Wednesday, July 29, 2009

On dependencies

Ovid writes about Mojolicious::Lite:

The fact that it has no dependencies makes it even more compelling.It's the sort of thing one could more easily attract new developers with. Can you imagine rewriting my old CGI course with something like this? Or maybe a way to introduce new users to Perl? There are many excellent Perl frameworks out there which I would, nonetheless, hesitate to start new users on. Just trying to set up CPAN can be difficult for them; working through even one test failure is often too much. For people who want to jump in and learn "Web programming", though, this might work.

On the other hand Jay advices to stop worrying about dependencies The lie of independence - or - how I learned to stop worrying and love the dependency chain. There is truth in both statements. I have the impression that the problem of CPAN dependencies have improved much recently. The visibility of installation problems directly from the cpan search engine (cpan testers matrix, dependencies review) is a great step ahead. But still installing Catalyst and DBIC and TT is a big hurdle - and I can understand why Ovid is not enthusiastic about teaching Perl novices how to do that.

For me Mojo sounds like iPod - slick and beautiful and really useful - but you are not supposed to change the battery. It is a nicely integrated product - but somehow closed. The author apparently tries to make it perfect, tries to polish every detail - what perhaps would not be possible if he had to compromise with the visions of the authors of the other packages. I can feel his frustration here. But rejecting all dependencies and rewriting everything in his own way sounds a bit extreme and not welcoming.

The big question here is how much can we trust fellow CPAN authors to make the right decisions, can we rely on their work? Can someone, who put's a lot of attention for the details of his API, rely on modules with imperfect APIs, perhaps spoiling his own work and not become insane? The story of the phalanx project shows that there are no easy answers to these questions, but I believe we can do better than rewriting everything from scratch each time.


Anonymous said...

Part of this has to be we have to stop tolerating installs that require force install and make it easier for core bits like TT, URI, CPAN to accept patches from the community.

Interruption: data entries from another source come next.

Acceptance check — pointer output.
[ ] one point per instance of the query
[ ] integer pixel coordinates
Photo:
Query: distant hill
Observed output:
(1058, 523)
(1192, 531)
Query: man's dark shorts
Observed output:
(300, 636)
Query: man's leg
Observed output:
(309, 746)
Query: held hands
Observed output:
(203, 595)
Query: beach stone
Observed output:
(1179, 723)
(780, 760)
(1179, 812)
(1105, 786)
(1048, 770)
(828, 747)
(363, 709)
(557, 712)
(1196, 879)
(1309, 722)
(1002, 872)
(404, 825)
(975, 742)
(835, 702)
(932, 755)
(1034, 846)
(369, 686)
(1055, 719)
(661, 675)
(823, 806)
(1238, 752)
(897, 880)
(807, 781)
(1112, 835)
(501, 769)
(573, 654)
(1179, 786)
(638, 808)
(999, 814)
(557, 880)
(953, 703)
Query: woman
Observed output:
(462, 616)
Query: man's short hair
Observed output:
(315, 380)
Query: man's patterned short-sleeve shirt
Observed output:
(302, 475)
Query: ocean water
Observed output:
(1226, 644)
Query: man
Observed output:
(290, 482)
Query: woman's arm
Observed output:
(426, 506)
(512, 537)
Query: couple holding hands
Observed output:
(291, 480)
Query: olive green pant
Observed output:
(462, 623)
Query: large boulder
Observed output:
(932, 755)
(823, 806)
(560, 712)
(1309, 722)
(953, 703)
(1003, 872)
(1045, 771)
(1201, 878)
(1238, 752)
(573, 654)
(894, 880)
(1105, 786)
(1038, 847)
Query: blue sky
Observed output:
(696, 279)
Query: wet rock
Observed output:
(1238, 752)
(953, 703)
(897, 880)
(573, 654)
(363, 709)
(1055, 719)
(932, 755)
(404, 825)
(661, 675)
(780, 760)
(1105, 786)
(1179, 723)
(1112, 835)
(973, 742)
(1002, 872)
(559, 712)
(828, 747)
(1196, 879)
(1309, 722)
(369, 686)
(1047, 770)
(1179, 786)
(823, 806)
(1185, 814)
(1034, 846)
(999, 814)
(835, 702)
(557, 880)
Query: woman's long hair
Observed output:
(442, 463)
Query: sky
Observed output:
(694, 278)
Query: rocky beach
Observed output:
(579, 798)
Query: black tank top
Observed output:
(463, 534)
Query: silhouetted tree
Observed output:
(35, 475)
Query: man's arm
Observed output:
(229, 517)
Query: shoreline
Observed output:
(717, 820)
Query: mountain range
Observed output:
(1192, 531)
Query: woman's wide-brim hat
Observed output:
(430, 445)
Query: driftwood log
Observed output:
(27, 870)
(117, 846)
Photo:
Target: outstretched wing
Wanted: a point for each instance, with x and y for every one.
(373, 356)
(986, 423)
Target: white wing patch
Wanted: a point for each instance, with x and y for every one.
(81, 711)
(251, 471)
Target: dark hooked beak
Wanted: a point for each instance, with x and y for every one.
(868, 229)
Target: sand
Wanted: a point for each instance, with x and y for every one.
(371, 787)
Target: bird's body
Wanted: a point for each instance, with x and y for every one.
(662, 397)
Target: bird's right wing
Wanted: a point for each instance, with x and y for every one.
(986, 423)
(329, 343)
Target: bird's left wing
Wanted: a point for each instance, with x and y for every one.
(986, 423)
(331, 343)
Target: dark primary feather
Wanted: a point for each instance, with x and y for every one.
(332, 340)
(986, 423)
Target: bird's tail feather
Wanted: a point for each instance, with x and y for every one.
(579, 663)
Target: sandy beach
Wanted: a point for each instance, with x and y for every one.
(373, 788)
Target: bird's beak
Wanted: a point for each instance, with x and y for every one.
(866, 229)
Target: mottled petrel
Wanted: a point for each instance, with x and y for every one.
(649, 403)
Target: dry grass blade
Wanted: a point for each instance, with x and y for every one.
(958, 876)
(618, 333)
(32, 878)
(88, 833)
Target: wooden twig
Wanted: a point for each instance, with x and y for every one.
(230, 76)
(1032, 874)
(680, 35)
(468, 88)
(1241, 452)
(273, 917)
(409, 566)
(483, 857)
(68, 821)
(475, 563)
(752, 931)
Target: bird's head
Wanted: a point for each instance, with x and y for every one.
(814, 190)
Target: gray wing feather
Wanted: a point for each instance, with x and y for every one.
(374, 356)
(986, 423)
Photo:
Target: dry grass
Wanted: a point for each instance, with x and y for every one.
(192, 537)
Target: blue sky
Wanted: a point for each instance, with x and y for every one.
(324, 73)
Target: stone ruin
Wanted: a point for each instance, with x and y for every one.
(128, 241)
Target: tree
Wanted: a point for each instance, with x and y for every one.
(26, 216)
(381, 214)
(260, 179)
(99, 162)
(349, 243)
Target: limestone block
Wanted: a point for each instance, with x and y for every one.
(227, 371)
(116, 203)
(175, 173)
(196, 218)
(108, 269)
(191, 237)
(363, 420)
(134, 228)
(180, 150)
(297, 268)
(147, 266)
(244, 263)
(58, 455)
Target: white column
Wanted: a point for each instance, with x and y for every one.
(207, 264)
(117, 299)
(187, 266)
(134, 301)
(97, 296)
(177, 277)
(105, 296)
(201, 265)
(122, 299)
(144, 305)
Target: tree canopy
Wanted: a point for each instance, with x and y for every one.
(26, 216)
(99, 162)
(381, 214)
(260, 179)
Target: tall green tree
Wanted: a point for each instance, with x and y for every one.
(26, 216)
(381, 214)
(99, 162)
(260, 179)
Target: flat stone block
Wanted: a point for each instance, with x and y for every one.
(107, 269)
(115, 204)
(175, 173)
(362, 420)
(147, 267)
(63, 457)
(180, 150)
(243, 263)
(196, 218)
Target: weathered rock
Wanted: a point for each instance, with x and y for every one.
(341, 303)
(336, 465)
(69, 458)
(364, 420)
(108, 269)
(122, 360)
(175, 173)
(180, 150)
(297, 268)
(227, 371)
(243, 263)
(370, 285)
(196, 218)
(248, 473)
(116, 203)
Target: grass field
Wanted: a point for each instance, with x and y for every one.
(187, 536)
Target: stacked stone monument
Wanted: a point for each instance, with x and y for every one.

I'm sure you've done it, you struggled for a while to get Catalyst or something installed, said, "okay, done, works for me now" and moved on. If every time you had trouble with a straight up install you had time to pause and work out why and offer a patch that got quickly processed it would help. Some projects, like Moose are great about this, unfortunately some core bits are maintained by unresponsive authors. We need to change this.

Ovid said...

I don't know enough about the capabilities of Mojalicious::Lite to know that it's the best solution to this problem, but for those willing to dip their toes in the water and don't want to struggle with the dependency problem, it's far, far better than CGI and heredocs.

If we want to encourage people to learn Perl, lowering the barrier to entry is very important. If they like it enough to keep using it, they'll learn what they need to do. If they don't, it doesn't matter.

zby said...

I agree about the lowering the barrier point - but this can be reached by two ways - one is internalizing all the dependencies (i.e. rewriting) - the other is bundling your solution with the external dependencies and making sure that they behave. The first way is easier - but with the second there come more benefits.